Personal information
- Full name: Juan Ramón Virgen Pulido
- Nationality: Mexican
- Born: 9 April 1987 (age 38) Santiago Ixcuintla, Nayarit
- Height: 197 cm (6 ft 6 in)
- Weight: 85 kg (187 lb)
- Spike: 340 cm (134 in)
- Block: 330 cm (130 in)

Volleyball information
- Number: 15

Career
| Years | Teams |
| 2012 | Tigres UANL |

Honours
Men's beach volleyball
Representing Mexico
Pan American Games
| Gold medal – first place | 2015 Toronto | Beach |
| Silver medal – second place | 2019 Lima | Beach |

= Juan Virgen =

Mexican volleyball and beach volleyball player (born 1987)

Juan Ramón Virgen Pulido (born 9 April 1987) is a Mexican male volleyball and beach volleyball player.

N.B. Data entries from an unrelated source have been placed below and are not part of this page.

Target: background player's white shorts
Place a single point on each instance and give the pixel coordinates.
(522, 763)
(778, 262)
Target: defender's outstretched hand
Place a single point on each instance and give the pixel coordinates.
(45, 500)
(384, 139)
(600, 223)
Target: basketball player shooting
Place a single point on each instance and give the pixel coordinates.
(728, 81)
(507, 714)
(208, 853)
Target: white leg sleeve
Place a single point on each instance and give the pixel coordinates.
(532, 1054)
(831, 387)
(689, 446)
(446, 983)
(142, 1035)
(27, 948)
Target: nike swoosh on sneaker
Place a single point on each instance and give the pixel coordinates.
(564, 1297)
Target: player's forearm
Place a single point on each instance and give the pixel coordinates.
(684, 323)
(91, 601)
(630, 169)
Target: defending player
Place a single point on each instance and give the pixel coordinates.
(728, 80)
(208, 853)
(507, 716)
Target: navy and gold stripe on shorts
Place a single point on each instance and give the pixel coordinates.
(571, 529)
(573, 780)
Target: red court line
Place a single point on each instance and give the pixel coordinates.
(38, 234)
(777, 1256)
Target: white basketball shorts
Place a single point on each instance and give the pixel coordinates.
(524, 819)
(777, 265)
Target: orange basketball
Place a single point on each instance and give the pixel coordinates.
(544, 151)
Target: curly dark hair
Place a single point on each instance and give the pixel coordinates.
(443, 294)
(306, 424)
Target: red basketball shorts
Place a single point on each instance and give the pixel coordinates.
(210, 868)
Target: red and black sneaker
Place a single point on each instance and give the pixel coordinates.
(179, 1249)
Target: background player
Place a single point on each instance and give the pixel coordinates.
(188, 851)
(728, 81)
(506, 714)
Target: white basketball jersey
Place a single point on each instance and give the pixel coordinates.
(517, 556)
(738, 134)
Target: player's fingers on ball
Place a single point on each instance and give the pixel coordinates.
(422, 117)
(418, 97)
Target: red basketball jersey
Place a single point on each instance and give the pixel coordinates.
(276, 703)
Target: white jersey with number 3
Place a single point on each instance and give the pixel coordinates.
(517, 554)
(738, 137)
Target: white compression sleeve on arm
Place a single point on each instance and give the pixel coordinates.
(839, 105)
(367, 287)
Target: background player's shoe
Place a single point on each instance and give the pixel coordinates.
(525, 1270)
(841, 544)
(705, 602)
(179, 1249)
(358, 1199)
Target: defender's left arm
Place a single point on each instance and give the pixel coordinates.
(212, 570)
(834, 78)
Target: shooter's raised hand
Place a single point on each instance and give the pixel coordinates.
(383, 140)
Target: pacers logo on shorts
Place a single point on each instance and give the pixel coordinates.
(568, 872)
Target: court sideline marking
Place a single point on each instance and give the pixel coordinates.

With his club Tigres UANL he competed at the 2012 FIVB Volleyball Men's Club World Championship. As a beach volleyball player he competed at the 2013 Beach Volleyball World Championships and 2011 Pan American Games and 2015 Pan American Games. He qualified to compete at the 2016 Summer Olympics in Rio de Janeiro, in the men's tournament with Lombardo Ontiveros, but they lost in the Round of 16 against Reinder Nummerdor and Christiaan Varenhorst, from the Netherlands.